Diallyl orthophthalate (DAOP) prepolymer was investigated as a reactive plasticizer to improve the processability of thermoplastics. The rheology of blends of DAOP prepolymer initiated by 2,3-Dimethyl-2,3-diphenylbutane (DMDPB) and polyphenylene oxide (PPO) was monitored during the curing process, and their thermal properties and morphology in separated phases were also studied. Differential scanning calorimetry (DSC) results showed that the cure degree of the reactively plasticized DAOP prepolymer was reduced with increasing PPO due to the dilution effect. The increasing amount of the DAOP prepolymer led to a gradual decrease in the viscosity of the blends and the rheology behavior was consistent with the chemical gelation of DAOP prepolymer in blends. This indicated that the addition of the DAOP prepolymer effectively improved processability. The phase separation occurring during curing of the blend and the transition from the static to dynamic mode significantly influences the development of the morphology of the blend corresponding to limited evolution of the conversion around the gel point.
Kinetic and chemical characterization of thermal decomposition of dicumylperoxide in cumene
J Hazard Mater 2011 Mar 15;187(1-3):157-63.PMID:21277085DOI:10.1016/j.jhazmat.2011.01.023.
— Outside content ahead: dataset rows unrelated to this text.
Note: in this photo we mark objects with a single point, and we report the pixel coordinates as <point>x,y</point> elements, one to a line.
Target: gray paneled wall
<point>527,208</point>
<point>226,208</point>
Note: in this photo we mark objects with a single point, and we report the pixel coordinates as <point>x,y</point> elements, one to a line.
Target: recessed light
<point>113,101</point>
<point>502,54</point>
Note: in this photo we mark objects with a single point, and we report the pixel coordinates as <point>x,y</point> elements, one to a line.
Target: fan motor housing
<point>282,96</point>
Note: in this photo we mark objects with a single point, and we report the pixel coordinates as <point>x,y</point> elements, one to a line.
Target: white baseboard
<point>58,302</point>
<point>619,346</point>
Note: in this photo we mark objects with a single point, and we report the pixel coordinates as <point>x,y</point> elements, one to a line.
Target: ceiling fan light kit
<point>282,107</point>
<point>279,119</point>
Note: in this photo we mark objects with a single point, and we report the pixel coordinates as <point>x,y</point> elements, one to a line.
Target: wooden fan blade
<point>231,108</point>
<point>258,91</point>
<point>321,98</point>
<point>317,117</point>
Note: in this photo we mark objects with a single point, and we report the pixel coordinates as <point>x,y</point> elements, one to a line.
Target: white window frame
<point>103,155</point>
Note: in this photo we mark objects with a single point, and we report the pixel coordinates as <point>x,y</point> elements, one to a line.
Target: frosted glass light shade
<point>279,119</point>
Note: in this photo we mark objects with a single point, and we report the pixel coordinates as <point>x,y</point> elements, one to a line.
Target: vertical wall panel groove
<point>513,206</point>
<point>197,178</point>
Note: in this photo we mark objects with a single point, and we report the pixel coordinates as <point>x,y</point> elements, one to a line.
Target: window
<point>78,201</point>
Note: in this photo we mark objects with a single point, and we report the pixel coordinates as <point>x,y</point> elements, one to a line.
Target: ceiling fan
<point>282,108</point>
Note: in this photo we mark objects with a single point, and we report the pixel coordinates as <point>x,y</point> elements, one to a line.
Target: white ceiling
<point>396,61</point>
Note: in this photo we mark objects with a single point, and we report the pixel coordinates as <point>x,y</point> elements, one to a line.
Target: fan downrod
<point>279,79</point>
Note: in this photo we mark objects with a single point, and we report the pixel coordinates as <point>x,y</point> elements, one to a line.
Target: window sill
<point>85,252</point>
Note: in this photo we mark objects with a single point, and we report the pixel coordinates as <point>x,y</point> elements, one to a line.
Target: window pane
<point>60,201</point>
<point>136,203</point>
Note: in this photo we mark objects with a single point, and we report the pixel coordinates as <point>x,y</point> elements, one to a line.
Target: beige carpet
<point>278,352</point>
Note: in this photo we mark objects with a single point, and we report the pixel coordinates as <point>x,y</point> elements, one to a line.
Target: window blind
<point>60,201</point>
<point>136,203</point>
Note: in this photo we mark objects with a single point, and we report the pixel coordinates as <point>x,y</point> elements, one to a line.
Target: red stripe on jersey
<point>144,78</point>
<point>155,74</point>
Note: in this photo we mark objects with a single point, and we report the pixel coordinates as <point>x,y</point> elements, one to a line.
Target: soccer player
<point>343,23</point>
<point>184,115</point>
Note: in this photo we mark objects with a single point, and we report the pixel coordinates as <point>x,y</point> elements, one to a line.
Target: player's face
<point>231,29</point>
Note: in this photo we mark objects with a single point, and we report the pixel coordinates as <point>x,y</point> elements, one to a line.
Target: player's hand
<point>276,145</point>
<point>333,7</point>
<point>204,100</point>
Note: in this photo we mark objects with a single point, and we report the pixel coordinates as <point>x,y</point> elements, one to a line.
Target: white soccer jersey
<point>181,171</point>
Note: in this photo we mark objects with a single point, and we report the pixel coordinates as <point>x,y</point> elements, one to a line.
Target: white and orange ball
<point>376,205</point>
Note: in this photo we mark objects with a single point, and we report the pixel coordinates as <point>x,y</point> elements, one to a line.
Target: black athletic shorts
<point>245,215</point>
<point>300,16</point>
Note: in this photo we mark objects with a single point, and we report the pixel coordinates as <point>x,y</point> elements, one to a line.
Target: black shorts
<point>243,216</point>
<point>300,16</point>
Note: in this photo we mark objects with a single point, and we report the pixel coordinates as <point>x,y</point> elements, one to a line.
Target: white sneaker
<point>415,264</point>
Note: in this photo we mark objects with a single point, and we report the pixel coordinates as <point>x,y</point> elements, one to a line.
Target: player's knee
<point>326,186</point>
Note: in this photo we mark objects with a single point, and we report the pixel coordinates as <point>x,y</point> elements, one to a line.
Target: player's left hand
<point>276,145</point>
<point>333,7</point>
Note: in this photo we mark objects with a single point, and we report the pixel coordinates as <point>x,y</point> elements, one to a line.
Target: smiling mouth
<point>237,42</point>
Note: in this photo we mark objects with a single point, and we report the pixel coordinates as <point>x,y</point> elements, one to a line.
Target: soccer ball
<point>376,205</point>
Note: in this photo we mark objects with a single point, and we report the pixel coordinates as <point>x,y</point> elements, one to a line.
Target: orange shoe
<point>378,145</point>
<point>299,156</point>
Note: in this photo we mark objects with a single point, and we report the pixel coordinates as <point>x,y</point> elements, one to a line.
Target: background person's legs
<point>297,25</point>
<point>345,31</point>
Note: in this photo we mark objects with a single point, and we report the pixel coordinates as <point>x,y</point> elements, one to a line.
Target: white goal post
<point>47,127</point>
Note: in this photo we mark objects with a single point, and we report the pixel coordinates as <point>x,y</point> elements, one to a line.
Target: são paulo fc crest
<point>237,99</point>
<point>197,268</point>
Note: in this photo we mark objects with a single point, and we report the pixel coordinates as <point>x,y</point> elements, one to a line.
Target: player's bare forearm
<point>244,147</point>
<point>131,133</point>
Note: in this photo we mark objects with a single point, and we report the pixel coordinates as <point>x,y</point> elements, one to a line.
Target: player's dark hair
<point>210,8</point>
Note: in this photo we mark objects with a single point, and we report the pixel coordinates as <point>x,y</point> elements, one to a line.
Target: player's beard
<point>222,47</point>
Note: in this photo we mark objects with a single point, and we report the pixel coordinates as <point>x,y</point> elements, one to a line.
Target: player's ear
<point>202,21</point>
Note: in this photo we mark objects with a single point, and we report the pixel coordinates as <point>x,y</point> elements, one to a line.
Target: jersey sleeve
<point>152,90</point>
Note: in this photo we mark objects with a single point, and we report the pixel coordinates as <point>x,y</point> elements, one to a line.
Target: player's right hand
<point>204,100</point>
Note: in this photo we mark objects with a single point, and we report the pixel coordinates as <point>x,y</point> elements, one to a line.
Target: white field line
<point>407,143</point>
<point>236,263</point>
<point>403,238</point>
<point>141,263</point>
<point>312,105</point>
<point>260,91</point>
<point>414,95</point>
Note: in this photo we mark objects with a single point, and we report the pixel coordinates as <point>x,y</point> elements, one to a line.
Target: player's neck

Dicumylperoxide (DCP) is one of the most used peroxides in the polymer industry. It has been reported that its thermal decomposition can result in runaway phenomena and thermal explosions with significant economic losses and injuries to people. In the present paper thermal behaviour of dicumylperoxide in cumene was investigated over the temperature range of 393-433 K under aerated and de-aerated conditions. The results indicated that when oxygen was present, the decomposition rate did not follow a simple pseudo-first order kinetic as previously reported in literature. A satisfactory fit of the experimental data was, in this case, achieved by means of kinetic expression derived under the assumption of an autocatalytic scheme of reaction. The reaction rate was, on the contrary, correctly described by a pseudo-first order kinetic in absence of oxygen. Under both aerated and de-aerated conditions, chemical analysis showed that the decomposition mainly resulted in the formation of acetophenone and dimethylphenylcarbinol with minor occurrence of 2,3-Dimethyl-2,3-diphenylbutane. The formation of methane and ethane was also invariably observed while the appearance of cumylhydroperoxide as a reaction intermediate was detected under only aerated conditions. Therefore, two reaction schemes were proposed to explain system behaviour in the presence of oxygen and after its purging.